Não à toa temos visto a escalada de violência que escolheu as escolas e os professores como alvos, essa parceria em busca do conhecimento e pelo fim do obscurantismo incomoda a quem não se conforma com a democratização do acesso ao saber. Nesse sentido, é fundamental recuperar o papel da instituição escolar e dos educadores na construção de um projeto coletivo para o país. Resgatar a alegria de aprender, o prazer da conquista de traçar uma rota, um projeto de vida que inclua algo pessoal e intransferível a serviço de um bem comum, pode contribuir para que nossas crianças e jovens sejam capazes de escolher seus desejos e identificar suas necessidades, deixando de delegar aos robôs o conhecimento de si mesmos. Nesse sentido, cabe aqui a frase final da aula inaugural do semiótico francês Roland Barthes no Collége de France, quando falou aos professores sobre a importância da investigação para a construção dos saberes: “há uma idade em que se ensina o que se sabe, mas vem a seguir uma outra, em que se ensina o que não se sabe. Isso é pesquisar”. Talvez tenhamos que, de fato, praticar com frequência e intensidade o exercício do não saber para combater as mazelas da desinformação.
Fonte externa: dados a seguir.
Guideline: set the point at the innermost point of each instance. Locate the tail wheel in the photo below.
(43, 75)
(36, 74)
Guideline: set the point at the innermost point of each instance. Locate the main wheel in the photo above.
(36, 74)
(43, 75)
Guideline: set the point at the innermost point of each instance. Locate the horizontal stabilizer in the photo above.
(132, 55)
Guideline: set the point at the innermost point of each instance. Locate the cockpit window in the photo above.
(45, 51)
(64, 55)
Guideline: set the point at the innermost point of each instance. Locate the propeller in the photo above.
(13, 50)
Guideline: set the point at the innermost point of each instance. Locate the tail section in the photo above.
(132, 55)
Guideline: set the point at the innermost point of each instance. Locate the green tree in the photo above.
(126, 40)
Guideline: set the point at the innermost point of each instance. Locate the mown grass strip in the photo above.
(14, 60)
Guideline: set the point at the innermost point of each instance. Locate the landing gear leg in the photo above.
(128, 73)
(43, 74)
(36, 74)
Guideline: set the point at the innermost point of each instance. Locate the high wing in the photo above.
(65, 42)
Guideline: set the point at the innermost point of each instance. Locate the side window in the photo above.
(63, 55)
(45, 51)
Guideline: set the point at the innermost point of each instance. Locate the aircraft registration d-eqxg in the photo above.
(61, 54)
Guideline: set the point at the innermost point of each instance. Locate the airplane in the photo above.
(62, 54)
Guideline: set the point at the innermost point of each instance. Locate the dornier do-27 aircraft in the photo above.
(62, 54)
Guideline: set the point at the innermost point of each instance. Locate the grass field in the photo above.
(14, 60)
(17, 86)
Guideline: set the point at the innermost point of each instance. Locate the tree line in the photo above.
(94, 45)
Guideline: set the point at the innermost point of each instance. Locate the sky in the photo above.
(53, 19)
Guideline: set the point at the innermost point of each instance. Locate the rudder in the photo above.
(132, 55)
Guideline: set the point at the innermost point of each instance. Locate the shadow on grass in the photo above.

Januária Cristina Alves é mestre em comunicação social pela ECA/USP (Escola de Comunicações e Artes da Universidade de São Paulo), jornalista, educomunicadora, autora de mais de 50 livros infantojuvenis, duas vezes vencedora do Prêmio Jabuti de Literatura Brasileira, coautora do livro “Como não ser enganado pelas fake news” (editora Moderna) e autora de “#XôFakeNews - Uma história de verdades e mentiras”. É membro da Associação Brasileira de pesquisadores e Profissionais em Educomunicação - ABPEducom e da Mil Alliance, a Aliança Global para Parcerias em Alfabetização Midiática e Informacional da Unesco.